All lithographic step and scan exposure tools require accurate synchronization between the reticle stage and wafer stage during scanning operation. Lateral vibrations between the two stages can be detrimental to process latitude and CD control. The magnitude of these vibrations is expressed as the moving standard deviation (MSD). This paper gives a theoretical framework to predict the impact of MSD on process latitude. The theory is verified by experiments performed on ASML 248 nm step and scan systems. Vibrations were induced between the reticle stage and wafer stage. Focus exposure matrices were exposed for 130 nm and 180 nm features at different noise levels. This establishes the relation between the process latitude and MSD level. The theoretical predictions agreed with the experimental result. Both revealed that the process latitude is most critical towards MSD for dense lines. The exposure latitude and depth of focus decrease rapidly when the MSD level increases.

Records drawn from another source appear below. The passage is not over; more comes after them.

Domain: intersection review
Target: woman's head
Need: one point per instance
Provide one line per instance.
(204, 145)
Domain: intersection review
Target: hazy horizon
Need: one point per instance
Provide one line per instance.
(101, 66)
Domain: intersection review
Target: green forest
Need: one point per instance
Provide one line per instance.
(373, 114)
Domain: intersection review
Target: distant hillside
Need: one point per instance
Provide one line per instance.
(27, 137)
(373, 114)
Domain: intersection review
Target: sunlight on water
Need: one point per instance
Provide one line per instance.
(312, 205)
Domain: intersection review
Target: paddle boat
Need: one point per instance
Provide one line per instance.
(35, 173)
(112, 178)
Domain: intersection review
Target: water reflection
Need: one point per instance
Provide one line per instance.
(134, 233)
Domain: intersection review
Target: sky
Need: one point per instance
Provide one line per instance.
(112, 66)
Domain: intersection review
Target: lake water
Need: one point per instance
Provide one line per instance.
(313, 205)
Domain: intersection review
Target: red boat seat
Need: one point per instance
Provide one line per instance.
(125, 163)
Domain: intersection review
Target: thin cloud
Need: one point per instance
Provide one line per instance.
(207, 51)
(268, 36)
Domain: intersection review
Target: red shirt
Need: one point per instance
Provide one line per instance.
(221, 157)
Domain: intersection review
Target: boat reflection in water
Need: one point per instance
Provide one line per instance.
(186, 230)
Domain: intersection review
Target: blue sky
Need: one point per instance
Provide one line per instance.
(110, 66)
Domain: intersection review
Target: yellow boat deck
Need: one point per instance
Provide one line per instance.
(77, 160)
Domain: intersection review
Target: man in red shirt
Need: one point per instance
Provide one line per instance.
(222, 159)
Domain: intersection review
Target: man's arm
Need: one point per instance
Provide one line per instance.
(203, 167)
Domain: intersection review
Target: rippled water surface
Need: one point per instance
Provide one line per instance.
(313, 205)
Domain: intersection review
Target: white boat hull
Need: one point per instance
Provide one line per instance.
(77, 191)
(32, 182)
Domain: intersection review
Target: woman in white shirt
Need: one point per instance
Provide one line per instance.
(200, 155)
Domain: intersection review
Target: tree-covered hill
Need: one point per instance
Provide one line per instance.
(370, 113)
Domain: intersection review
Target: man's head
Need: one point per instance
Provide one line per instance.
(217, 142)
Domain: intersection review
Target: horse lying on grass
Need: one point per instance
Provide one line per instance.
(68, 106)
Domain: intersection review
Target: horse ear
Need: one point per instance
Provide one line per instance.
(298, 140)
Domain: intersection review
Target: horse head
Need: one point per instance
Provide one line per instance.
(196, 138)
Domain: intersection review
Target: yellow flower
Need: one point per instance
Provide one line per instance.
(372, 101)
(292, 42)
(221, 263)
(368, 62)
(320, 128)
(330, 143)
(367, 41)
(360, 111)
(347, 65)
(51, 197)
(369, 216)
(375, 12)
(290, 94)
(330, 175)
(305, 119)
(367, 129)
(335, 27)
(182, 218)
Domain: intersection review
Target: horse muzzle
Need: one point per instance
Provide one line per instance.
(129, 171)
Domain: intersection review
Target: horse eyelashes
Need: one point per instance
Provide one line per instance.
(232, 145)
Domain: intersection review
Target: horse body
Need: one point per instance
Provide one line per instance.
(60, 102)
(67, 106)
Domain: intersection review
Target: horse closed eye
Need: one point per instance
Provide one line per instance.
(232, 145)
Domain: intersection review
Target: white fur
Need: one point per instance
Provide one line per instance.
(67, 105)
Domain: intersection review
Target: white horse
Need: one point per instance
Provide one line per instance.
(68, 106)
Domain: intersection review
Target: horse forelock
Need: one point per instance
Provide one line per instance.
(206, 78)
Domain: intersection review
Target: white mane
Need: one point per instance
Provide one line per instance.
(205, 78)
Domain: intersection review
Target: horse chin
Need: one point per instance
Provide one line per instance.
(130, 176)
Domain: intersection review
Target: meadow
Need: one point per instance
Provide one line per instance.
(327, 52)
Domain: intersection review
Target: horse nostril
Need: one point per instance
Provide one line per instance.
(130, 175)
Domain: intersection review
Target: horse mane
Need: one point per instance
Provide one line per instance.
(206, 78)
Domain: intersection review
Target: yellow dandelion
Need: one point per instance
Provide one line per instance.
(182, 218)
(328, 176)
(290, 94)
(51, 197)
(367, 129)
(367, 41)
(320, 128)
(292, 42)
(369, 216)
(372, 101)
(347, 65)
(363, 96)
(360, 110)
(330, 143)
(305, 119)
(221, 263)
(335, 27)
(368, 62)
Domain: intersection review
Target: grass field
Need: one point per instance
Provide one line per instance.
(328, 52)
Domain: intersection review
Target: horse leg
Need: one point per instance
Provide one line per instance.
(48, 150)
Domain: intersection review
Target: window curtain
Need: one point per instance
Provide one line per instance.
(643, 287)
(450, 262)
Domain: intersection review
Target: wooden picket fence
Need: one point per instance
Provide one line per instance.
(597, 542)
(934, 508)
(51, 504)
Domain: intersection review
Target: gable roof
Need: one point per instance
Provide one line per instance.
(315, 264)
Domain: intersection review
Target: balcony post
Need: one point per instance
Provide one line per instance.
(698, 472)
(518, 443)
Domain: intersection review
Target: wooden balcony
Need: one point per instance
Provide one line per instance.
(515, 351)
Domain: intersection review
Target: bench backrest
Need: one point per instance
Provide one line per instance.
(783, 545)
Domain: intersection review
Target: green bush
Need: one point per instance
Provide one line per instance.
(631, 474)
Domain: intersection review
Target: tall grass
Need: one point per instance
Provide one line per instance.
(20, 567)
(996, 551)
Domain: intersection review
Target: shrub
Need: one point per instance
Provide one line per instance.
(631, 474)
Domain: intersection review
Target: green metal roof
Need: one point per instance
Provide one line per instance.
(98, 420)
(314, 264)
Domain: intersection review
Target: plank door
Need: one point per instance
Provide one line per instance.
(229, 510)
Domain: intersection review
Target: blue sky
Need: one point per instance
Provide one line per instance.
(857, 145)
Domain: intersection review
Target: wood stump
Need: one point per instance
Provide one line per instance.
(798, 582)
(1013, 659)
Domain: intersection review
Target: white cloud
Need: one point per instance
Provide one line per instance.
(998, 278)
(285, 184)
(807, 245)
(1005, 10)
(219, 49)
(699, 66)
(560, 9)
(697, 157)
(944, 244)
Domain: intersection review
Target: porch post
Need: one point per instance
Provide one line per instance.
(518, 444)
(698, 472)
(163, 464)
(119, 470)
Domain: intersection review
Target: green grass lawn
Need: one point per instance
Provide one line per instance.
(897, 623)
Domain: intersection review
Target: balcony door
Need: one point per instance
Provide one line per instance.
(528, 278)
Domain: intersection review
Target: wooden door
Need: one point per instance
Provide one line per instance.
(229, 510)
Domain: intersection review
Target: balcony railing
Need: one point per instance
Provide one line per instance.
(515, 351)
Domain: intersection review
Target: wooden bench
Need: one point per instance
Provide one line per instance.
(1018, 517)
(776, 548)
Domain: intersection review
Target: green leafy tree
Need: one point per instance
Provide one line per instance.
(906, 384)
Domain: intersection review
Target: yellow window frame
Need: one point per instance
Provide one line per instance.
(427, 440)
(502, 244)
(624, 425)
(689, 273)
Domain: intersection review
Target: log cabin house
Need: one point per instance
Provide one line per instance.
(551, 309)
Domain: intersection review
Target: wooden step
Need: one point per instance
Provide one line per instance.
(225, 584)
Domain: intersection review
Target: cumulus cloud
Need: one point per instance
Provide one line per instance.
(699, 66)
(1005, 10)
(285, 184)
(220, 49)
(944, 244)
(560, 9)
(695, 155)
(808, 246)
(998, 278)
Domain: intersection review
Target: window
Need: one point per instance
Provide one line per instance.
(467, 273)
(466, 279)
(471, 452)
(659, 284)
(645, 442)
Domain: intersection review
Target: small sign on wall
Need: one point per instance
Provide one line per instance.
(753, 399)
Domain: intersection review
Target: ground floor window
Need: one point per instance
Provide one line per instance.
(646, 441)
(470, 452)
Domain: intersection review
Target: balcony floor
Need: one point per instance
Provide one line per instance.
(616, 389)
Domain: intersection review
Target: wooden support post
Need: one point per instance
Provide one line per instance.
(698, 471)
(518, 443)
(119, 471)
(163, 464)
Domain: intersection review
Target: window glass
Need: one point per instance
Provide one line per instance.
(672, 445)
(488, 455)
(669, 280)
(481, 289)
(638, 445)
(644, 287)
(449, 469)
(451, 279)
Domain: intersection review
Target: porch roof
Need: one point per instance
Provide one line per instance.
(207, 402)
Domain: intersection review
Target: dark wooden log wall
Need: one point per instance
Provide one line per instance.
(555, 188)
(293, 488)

The tolerance towards MSD diminishes when resolution goes down. For 180 nm dense lines, 25 nm MSD can be tolerated to keep loss in EL limited to 10 percent. For 100 nm dense lines this is only 15 nm. Base don the current MSD level of ASML step and scan tools, which is approximately 10 nm, MSD will not deteriorate process latitude of 100 nm features significantly. It was found that for the chosen resist and process conditions, MSD did not influence the best energy and isofocal CD for the dense liens. A decline in Best Energy was observed for the 180 nm isolated lines when the MSD level exceeded 30 nm. This may have serious implications for CD control of isolated lines when the MSD level varies broadly within a batch.